Из ящика стола - страница 2



– Саша, а теперь послушай, – громко сказала бабушка, вернувшись с похорон. – Не нужно было мыть руку, но это не беда. Только что умерший человек становится проводником между миром живых и миром мертвых. А тот, кто коснется его лба, становится посвященным.

– Во что посвященным? – прорыдал я, выскочив ей навстречу в коридор.

– Долго обьяснять, но теперь твой безымянный палец- заговоренный. Им можно лечить больные зубы, сводить ячмень с глаз, снимать головную боль, – сказала бабушка. – Потом спасибо еще скажешь!

– Я маме все расскажу! – еще больше разревелся я, стукнув кулаком по дверному косяку. – И расскажу что ты в комнате своей свечки жжешь и разговариваешь с кем-то!
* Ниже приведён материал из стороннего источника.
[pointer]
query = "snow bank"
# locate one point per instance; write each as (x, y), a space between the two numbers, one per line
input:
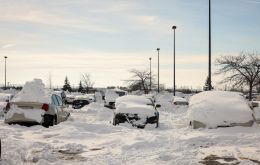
(132, 99)
(33, 91)
(111, 96)
(219, 108)
(32, 114)
(179, 99)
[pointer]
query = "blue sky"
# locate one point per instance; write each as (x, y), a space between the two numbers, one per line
(106, 38)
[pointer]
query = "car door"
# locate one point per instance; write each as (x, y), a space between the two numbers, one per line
(62, 114)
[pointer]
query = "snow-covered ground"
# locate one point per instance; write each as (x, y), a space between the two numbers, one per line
(88, 137)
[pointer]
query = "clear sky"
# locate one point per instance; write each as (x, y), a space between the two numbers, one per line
(106, 38)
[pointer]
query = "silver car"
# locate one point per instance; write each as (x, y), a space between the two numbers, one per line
(35, 112)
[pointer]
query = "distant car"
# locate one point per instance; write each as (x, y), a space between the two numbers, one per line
(179, 101)
(69, 99)
(61, 94)
(212, 109)
(90, 97)
(111, 95)
(47, 114)
(4, 102)
(136, 110)
(79, 103)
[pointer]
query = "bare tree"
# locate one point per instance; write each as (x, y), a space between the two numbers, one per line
(86, 82)
(140, 80)
(241, 70)
(50, 80)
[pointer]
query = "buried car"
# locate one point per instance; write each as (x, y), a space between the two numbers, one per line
(178, 101)
(4, 102)
(212, 109)
(136, 110)
(36, 105)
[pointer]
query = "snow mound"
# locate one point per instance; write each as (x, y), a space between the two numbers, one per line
(133, 99)
(34, 91)
(219, 108)
(135, 105)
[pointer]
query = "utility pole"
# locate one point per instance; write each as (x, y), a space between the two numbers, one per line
(158, 49)
(210, 87)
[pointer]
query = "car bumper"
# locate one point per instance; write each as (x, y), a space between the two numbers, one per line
(131, 118)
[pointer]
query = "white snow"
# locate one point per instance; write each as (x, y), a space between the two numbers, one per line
(32, 114)
(86, 139)
(135, 105)
(33, 91)
(110, 96)
(219, 108)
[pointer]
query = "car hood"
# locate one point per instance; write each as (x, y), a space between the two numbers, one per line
(146, 110)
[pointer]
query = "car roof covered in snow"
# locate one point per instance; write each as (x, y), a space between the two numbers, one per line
(34, 91)
(135, 105)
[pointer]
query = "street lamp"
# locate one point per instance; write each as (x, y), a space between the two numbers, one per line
(5, 70)
(158, 49)
(150, 74)
(210, 87)
(174, 27)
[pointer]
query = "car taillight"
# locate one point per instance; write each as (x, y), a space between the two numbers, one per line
(7, 107)
(45, 107)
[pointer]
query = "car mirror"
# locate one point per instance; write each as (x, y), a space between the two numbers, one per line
(157, 105)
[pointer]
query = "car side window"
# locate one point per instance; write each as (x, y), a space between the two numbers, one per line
(54, 100)
(59, 101)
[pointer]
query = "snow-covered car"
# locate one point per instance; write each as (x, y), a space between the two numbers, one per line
(136, 110)
(79, 103)
(35, 104)
(179, 101)
(212, 109)
(111, 95)
(256, 108)
(4, 102)
(61, 94)
(69, 99)
(90, 97)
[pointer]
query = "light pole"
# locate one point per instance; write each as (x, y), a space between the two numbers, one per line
(210, 87)
(5, 71)
(150, 74)
(174, 27)
(158, 49)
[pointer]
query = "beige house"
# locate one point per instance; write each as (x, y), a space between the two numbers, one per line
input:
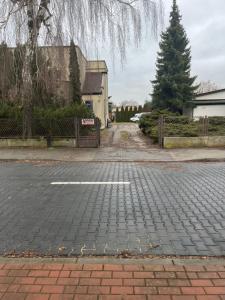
(93, 77)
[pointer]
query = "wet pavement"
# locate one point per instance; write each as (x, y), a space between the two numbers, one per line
(169, 209)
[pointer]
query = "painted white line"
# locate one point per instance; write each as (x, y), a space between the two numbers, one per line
(92, 183)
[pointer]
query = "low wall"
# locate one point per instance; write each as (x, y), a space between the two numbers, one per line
(194, 142)
(37, 143)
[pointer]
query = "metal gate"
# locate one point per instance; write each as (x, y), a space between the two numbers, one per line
(88, 133)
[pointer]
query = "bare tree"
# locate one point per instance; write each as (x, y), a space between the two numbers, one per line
(207, 86)
(85, 21)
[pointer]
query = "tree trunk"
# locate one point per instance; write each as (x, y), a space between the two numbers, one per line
(30, 71)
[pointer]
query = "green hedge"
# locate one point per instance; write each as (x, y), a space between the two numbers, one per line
(180, 126)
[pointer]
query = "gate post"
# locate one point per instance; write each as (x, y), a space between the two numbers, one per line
(161, 131)
(78, 131)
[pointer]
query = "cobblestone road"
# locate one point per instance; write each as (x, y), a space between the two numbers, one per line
(176, 209)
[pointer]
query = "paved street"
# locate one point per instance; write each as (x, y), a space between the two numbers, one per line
(167, 208)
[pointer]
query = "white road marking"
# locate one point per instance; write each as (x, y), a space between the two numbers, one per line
(92, 183)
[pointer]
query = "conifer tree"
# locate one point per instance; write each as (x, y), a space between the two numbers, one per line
(74, 75)
(174, 87)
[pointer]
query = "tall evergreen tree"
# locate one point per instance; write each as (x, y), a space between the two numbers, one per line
(174, 87)
(74, 75)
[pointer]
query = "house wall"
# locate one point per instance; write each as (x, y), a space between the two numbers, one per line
(98, 107)
(218, 96)
(59, 58)
(100, 102)
(209, 110)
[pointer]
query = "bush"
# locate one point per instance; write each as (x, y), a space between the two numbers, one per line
(180, 126)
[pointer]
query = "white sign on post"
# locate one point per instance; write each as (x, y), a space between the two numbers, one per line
(88, 122)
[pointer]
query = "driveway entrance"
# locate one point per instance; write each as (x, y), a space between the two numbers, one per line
(125, 135)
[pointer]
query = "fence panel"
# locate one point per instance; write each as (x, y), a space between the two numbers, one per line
(11, 128)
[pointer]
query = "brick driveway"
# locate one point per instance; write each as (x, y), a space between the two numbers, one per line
(111, 282)
(176, 209)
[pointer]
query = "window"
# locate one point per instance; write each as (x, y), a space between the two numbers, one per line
(89, 104)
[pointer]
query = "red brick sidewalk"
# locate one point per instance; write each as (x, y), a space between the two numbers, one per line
(111, 282)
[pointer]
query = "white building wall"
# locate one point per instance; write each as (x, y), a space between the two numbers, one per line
(215, 95)
(209, 111)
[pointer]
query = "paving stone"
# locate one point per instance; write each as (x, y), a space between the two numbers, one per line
(170, 209)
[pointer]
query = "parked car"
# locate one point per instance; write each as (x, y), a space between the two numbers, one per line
(137, 117)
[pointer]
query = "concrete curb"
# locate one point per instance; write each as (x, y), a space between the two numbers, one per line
(113, 260)
(202, 160)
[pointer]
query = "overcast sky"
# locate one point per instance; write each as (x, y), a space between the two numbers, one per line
(204, 22)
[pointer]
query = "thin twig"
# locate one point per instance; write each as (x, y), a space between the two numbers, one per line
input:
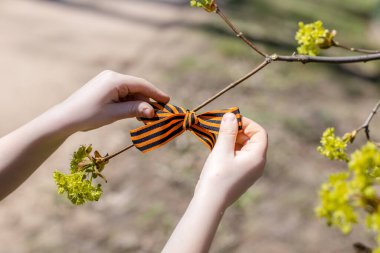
(238, 33)
(352, 49)
(365, 126)
(232, 85)
(326, 59)
(109, 157)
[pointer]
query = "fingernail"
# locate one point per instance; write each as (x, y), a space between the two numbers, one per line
(229, 117)
(146, 112)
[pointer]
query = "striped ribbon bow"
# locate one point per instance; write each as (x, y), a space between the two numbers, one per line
(171, 121)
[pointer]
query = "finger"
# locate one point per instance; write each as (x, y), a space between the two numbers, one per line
(258, 137)
(134, 85)
(134, 97)
(225, 144)
(130, 109)
(242, 138)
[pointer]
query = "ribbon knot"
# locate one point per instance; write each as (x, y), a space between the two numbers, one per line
(190, 120)
(170, 121)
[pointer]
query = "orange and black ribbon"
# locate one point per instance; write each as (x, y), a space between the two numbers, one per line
(170, 121)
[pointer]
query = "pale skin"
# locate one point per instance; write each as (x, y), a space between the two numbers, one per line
(236, 162)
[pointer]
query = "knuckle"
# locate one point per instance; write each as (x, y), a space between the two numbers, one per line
(228, 131)
(109, 74)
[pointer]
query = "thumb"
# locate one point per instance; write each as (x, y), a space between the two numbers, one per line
(130, 109)
(227, 134)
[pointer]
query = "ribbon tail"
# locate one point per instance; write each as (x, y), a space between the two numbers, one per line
(204, 136)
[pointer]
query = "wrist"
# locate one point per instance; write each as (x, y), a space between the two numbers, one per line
(210, 199)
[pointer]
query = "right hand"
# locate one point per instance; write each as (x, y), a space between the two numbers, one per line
(236, 162)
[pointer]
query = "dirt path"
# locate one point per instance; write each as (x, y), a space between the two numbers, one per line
(49, 49)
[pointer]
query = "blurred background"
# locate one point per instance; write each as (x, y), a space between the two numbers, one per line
(48, 49)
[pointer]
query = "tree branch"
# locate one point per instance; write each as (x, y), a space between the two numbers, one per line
(326, 59)
(238, 33)
(365, 126)
(234, 84)
(352, 49)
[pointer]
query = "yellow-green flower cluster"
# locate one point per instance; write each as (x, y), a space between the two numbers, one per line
(346, 194)
(79, 190)
(313, 37)
(208, 5)
(78, 184)
(333, 147)
(336, 203)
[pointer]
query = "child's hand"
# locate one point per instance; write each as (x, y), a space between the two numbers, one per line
(236, 162)
(109, 97)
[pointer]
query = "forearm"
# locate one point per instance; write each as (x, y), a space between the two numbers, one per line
(196, 229)
(25, 149)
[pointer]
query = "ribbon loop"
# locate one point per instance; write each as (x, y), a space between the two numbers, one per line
(190, 119)
(171, 121)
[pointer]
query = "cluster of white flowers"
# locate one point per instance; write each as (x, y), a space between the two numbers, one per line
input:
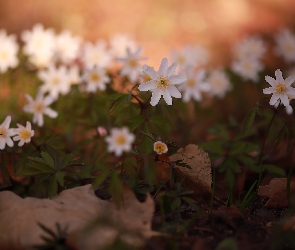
(23, 134)
(247, 58)
(281, 90)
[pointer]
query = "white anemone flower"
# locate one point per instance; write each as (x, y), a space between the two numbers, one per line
(162, 82)
(120, 140)
(131, 65)
(95, 78)
(6, 133)
(280, 89)
(23, 134)
(194, 86)
(39, 107)
(8, 51)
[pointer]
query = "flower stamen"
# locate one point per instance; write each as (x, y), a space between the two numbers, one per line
(280, 88)
(163, 83)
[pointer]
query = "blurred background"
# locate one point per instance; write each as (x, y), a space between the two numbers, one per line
(158, 25)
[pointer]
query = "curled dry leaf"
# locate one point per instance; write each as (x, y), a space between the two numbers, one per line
(92, 223)
(276, 191)
(199, 177)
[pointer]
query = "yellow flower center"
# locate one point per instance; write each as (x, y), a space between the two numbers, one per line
(160, 148)
(163, 83)
(94, 77)
(132, 63)
(190, 82)
(120, 139)
(2, 132)
(39, 107)
(55, 81)
(280, 88)
(25, 134)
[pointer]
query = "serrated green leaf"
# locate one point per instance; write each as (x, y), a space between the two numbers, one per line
(48, 159)
(116, 188)
(52, 187)
(100, 178)
(175, 203)
(237, 147)
(135, 121)
(65, 161)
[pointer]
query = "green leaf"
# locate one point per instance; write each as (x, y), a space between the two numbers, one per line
(65, 161)
(129, 164)
(135, 121)
(48, 159)
(279, 138)
(272, 169)
(41, 169)
(230, 177)
(59, 176)
(237, 147)
(116, 188)
(100, 178)
(52, 187)
(175, 203)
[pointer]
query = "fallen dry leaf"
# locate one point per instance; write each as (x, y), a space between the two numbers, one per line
(199, 178)
(276, 192)
(78, 209)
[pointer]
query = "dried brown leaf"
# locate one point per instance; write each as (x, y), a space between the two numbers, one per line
(199, 177)
(81, 211)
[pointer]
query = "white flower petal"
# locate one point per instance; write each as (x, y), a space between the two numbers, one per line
(178, 79)
(9, 142)
(150, 85)
(156, 96)
(150, 71)
(50, 112)
(167, 97)
(171, 69)
(269, 90)
(2, 144)
(273, 99)
(163, 67)
(6, 122)
(270, 80)
(289, 80)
И расскажу как от тебя люди на улице шарахаются! – кричал я.

– А маме не надо. И папе не надо. – спокойно сказала бабушка. – Впрочем, мать твоя и так все знает. Саша, у меня есть дар и я хочу передать его тебе – он не должен погибнуть. Он перейдет к тебе после моей смерти – если ты согласишься его принять. Мать , дочка моя, не согласилась. А ты согласишься, – сказала она с напором.

– И я не соглашусь! – крикнул я и убежал в свою комнату.

3

– Степанида Ивановна, умаляю! Ну я прошу вас! Что хотите возьмите только спасите! – услышал я сквозь сон в ночь после похорон чьи-то рыдания.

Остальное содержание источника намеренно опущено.